September 22, 2025
6 mins read

H-1B Visa: What’s Changing Now & What You Need to Know

H-1B Visa,Lawforeverything

On this page you will read detailed information about H-1B Visa

The H-1B visa has long been a gateway for skilled foreign professionals to work in the U.S., especially in tech, engineering, research, and similar fields. But as of September 2025, there are major changes employers, applicants, and dependent family members need to understand.

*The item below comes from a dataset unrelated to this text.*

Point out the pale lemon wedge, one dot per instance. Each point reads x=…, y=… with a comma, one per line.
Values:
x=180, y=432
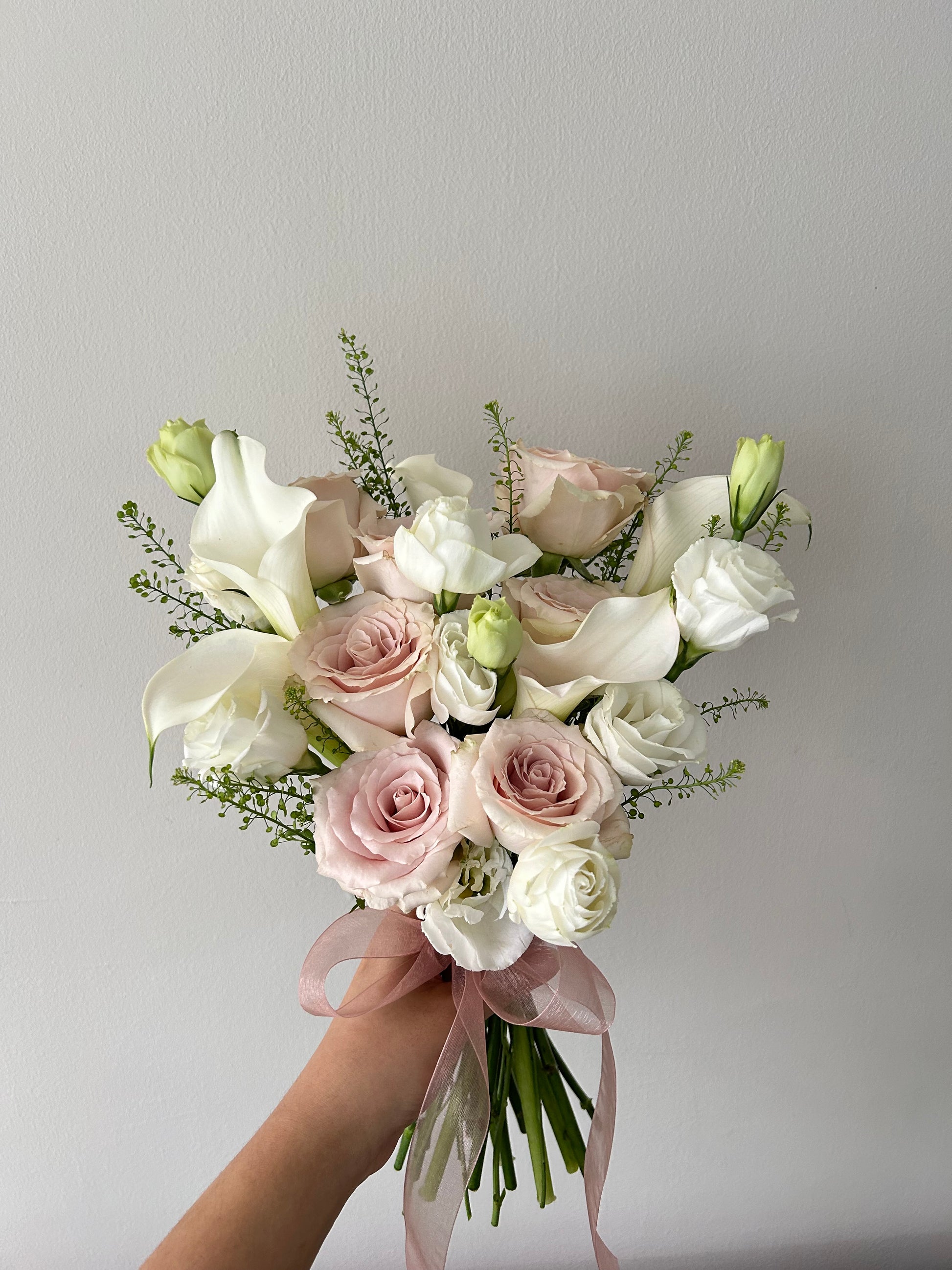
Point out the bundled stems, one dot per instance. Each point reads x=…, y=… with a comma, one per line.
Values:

If you’re planning to apply, renew, or travel, this guide is for you.


1) What Is the H-1B Visa (as of Now)

In simplest terms:

  • The H-1B visa is a non-immigrant work visa that lets U.S. employers hire foreign nationals in “specialty occupations.” Usually, that means roles that require at least a bachelor’s degree, or equivalent (e.g., software engineering, data science, medicine, etc.).
  • It’s temporary: often valid for three years initially, extendable up to six years (sometimes more under certain conditions).
  • Employers must file a petition (Form I-129), attested Labor Condition Application (LCA), etc.

So far, so standard. But what’s changing now is the cost, entry rules, and whether renewals / existing holders are affected.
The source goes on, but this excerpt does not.